For some of the shortcomings of the US mail, with its rigid policies and procedures I can count on 1 finger the number of times an intended delivery or sent item was not received over several decades of using the US mail for pen pals, college applications, med school applications, licensing forms and business transactions. Of course, e-mail and other electronic services have minimized the necessity for traditional "snail mail" services which has affected the bottom line for the quasi-governmental organization. I find the need for delivery confirmation or certified letters to be negligible given the time and accuracy of mail delivery.

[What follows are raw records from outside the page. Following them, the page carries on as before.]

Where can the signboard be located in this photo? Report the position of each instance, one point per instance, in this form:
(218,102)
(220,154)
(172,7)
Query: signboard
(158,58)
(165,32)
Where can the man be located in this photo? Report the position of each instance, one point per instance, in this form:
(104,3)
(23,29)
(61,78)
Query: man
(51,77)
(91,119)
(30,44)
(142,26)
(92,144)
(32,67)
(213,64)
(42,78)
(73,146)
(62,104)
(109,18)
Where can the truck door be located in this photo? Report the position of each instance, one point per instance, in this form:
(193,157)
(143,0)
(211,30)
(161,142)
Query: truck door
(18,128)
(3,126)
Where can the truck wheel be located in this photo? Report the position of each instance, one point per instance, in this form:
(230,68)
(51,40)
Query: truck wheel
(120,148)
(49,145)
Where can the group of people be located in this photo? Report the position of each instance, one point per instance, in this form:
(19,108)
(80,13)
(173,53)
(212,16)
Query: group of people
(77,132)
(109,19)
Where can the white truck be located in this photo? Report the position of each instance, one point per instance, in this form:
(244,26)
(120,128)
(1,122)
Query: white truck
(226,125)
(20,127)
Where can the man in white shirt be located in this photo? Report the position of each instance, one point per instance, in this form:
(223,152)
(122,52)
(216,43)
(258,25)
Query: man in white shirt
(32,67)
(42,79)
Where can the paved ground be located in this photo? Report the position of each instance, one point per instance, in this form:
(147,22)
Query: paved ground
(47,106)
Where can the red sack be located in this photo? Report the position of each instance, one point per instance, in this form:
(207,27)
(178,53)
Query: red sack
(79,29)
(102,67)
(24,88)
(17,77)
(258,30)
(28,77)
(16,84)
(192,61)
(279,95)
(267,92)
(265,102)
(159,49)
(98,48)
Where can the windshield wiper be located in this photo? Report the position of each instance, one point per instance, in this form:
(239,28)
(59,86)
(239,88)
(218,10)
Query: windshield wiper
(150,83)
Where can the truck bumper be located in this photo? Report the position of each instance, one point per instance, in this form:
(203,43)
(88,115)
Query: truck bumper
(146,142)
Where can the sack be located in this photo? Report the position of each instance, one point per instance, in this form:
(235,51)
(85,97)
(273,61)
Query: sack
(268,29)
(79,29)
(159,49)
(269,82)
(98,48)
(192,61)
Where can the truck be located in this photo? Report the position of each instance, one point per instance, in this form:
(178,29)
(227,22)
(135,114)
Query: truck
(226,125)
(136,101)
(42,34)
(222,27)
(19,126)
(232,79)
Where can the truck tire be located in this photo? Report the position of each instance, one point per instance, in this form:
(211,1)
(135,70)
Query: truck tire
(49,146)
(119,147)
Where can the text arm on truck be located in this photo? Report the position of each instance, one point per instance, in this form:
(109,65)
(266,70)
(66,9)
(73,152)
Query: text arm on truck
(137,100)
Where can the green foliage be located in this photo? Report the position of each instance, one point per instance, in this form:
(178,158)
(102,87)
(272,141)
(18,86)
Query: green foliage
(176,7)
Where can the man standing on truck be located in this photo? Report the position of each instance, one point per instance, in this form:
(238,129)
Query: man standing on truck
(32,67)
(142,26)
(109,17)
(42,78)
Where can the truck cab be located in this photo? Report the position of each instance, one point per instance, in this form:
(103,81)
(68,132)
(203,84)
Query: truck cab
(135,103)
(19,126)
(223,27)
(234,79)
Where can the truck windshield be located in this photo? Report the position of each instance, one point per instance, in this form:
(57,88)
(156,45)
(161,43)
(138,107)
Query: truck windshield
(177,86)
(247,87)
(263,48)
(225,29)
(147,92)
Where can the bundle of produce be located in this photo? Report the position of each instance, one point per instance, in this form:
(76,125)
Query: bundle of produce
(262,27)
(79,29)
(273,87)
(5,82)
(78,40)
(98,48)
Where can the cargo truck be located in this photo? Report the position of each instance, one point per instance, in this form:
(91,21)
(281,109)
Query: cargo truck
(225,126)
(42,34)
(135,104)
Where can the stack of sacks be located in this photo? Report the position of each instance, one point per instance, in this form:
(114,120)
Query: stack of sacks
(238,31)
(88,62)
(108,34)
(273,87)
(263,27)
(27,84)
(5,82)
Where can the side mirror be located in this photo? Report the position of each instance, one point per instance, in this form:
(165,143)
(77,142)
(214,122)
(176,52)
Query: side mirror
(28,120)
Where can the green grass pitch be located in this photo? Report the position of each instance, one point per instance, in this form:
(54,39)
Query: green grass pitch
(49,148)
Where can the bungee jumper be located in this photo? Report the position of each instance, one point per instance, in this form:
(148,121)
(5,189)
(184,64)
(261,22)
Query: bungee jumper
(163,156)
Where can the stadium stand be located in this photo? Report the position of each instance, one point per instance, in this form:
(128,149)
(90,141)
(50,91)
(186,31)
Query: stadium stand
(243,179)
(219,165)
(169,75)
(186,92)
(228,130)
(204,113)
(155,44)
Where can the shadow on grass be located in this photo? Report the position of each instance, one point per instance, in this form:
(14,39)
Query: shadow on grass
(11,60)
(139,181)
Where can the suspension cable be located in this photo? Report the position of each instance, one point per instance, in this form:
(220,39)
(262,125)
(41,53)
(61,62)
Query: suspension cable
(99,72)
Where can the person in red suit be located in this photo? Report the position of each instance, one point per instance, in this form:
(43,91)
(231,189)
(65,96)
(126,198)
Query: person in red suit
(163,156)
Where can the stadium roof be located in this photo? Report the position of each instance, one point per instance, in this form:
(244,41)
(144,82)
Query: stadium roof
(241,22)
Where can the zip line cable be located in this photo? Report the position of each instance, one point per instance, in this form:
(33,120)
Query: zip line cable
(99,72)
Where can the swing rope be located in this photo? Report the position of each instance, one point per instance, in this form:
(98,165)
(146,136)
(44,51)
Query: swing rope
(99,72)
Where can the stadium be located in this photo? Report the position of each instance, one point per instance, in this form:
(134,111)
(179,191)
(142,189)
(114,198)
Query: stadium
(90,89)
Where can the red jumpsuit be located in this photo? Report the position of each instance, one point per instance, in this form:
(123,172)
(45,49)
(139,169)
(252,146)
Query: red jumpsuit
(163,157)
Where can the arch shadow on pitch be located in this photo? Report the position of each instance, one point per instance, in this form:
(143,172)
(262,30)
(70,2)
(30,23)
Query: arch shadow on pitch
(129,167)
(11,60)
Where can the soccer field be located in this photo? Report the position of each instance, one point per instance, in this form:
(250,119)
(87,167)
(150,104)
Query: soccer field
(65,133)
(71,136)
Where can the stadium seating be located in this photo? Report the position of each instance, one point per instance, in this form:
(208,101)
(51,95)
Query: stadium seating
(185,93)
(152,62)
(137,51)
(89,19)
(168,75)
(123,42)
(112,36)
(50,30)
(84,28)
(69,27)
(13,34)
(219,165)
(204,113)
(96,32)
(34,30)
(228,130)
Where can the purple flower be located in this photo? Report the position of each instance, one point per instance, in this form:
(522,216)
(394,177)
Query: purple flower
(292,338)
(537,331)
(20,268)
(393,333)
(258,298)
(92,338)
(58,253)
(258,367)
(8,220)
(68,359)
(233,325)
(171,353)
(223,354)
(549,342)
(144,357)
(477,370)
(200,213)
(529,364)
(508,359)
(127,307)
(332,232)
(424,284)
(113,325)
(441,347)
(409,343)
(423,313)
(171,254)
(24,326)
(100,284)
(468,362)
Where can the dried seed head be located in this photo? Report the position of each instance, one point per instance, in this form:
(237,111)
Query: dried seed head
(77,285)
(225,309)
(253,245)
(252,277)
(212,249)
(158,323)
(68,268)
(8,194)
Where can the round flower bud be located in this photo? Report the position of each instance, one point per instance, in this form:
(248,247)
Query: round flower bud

Let's assume some components of the healthcare reform do look governmental or quasi-governmental if you don't have "private insurance". Having worked and received care in military, VA and large academic institutions, my experience is that quality overall is the same, the speed (meaning wait time from definitive diagnosis to definitive care/management) varies greatly with access issues and beaurocratic inefficiencies sometimes causing delay between getting seen and getting treated. While commerical hospitals are not immune from their own inefficiencies, generally access is simplified and referrals are timely.
So, while your health and your mail are not the same, if 42 cents buys you 2-3 day delivery at the expense of a few minutes to get it going, perhaps cost can be controlled with quality outcomes with reasonable wait to get the necessary service particularly for those who would not normally be afforded these services or for whom alternatives are not available.
Would it be so bad if healthcare ran like the post office?